If you've never tried it before, it's a stealth action game, but instead of lurking in shadows and around corners to infiltrate secret bases, you're ambushing guards and stealing their clothes to hide in plain sight to get the drop on various assassination targets. There are several ways you can approach each mission, although usually only one perfect one that will get you the best rating. You can garrote or shoot enemies if you like, though there's often a more subtle way you can hit your objective without it being an obvious murder, like poisoning something they'll eat or rigging a chandelier to drop on them. It can be a little frustrating at first when you're just trying to get a feel for an area and don't know how to proceed, but it's usually not too long before you get an opportunity for a better outfit and an opportunity to figure out a game plan. And you can always just shoot up the whole joint if you want to, but that's never as satisfying as getting in and out without anyone noticing, especially since you're wasting money covering it up that could be better used upgrading your equipment.
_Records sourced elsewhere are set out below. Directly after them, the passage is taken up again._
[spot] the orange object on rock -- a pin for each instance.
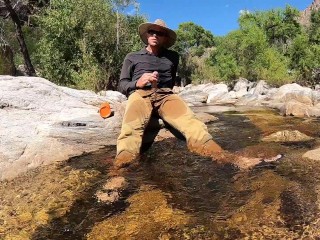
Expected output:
(105, 110)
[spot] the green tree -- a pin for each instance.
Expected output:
(192, 41)
(79, 47)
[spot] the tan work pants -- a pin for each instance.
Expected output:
(142, 104)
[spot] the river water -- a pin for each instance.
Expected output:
(175, 194)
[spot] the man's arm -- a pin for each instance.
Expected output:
(175, 68)
(126, 84)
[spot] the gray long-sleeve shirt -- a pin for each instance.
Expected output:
(137, 63)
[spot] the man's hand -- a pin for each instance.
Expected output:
(147, 78)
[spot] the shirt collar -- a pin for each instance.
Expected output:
(145, 51)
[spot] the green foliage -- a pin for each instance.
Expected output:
(314, 32)
(273, 66)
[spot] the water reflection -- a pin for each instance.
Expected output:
(175, 194)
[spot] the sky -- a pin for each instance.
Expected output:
(218, 16)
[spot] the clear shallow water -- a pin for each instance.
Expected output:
(174, 194)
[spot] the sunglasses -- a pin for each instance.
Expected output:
(158, 33)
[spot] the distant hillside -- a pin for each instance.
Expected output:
(305, 15)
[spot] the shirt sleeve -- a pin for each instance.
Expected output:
(126, 84)
(175, 68)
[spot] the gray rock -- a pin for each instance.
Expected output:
(287, 136)
(43, 123)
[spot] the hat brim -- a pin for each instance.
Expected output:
(170, 38)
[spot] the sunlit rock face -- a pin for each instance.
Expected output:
(43, 123)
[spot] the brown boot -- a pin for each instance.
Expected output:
(124, 159)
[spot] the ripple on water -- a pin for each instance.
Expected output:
(174, 194)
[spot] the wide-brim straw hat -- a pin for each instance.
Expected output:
(171, 35)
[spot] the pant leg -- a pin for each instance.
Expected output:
(177, 113)
(136, 116)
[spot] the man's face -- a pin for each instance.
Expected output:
(156, 36)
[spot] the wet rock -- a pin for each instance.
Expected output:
(111, 190)
(298, 206)
(115, 183)
(287, 136)
(107, 197)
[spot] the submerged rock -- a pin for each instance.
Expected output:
(298, 206)
(287, 136)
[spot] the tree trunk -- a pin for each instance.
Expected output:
(23, 47)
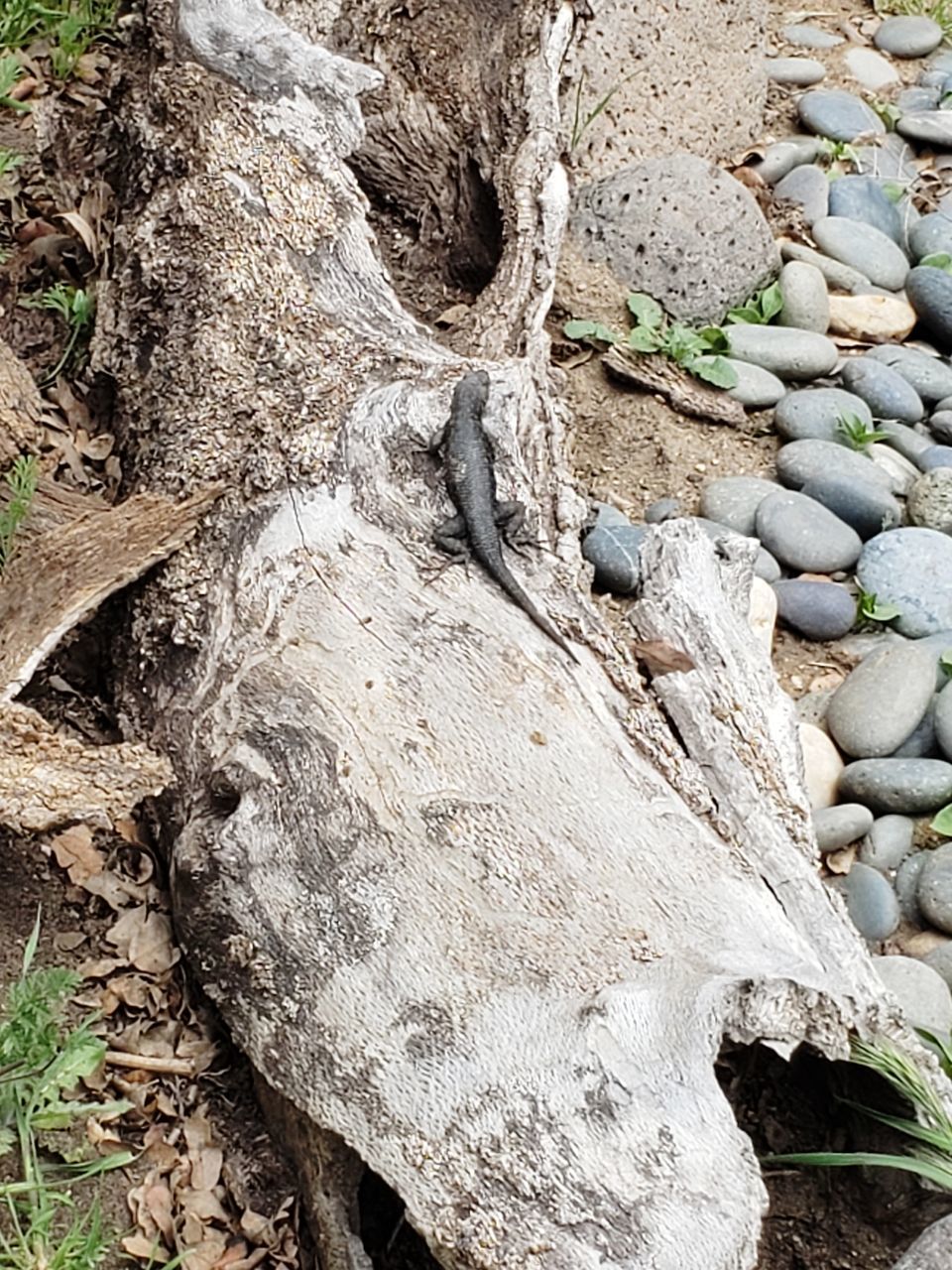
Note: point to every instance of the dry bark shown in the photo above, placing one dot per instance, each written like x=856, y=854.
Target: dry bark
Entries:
x=477, y=916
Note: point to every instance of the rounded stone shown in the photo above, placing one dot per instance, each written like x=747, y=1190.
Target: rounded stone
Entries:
x=865, y=248
x=921, y=993
x=800, y=71
x=929, y=376
x=884, y=390
x=862, y=198
x=809, y=187
x=838, y=114
x=934, y=890
x=943, y=720
x=862, y=506
x=823, y=766
x=792, y=354
x=909, y=786
x=930, y=500
x=817, y=413
x=806, y=303
x=838, y=826
x=733, y=500
x=815, y=610
x=871, y=902
x=929, y=293
x=930, y=234
x=888, y=842
x=910, y=568
x=801, y=461
x=907, y=36
x=679, y=229
x=883, y=699
x=803, y=535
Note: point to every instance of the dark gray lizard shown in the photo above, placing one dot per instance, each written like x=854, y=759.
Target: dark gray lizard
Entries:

For 2006 the game doesn't look or sound too bad, with adequate characters and environments and some decent music. The silenced pistols that I used for pretty much the entire game have a nice distinctive sound to them, and the rare explosions you'll set off are satisfying enough. The voice acting is mixed, with decent voices on the main characters but some utterly inexplicable ones from random people; and while the large crowd scenes are pretty impressive with the number of people on screen, however in those situations you'll quickly notice how small the number of unique models per area is. The game has some technical issues as well, besides a few odd physics problems I also ran into a couple crash issues, one that forced me to skip a cutscene and another that occurred during a mission, losing my progress.
The game's story isn't high art, but it has acceptable twists and turns for a decent action movie, and seems to tie in well with the previous games. It's set up with a couple of guys discussing some of Agent 47's previous jobs while implying that they've finally apprehended him, although when you look at it it's hard to believe they'd have to cover all of those situations sequentially in detail to get to the point, and I'm not sure the concept blends with some later reveals well. The credits sequence is another good example of what unique things can be done with the video game medium, and the ending sets up the now-confirmed sequel that I'm up to try out. When it comes out, I hope the design is a little more open, because we're in an age of player freedom in games and Hitman's reliance on one perfect path to complete the mission feels a little stifled by this point. Still, it was a fun if not amazing experience.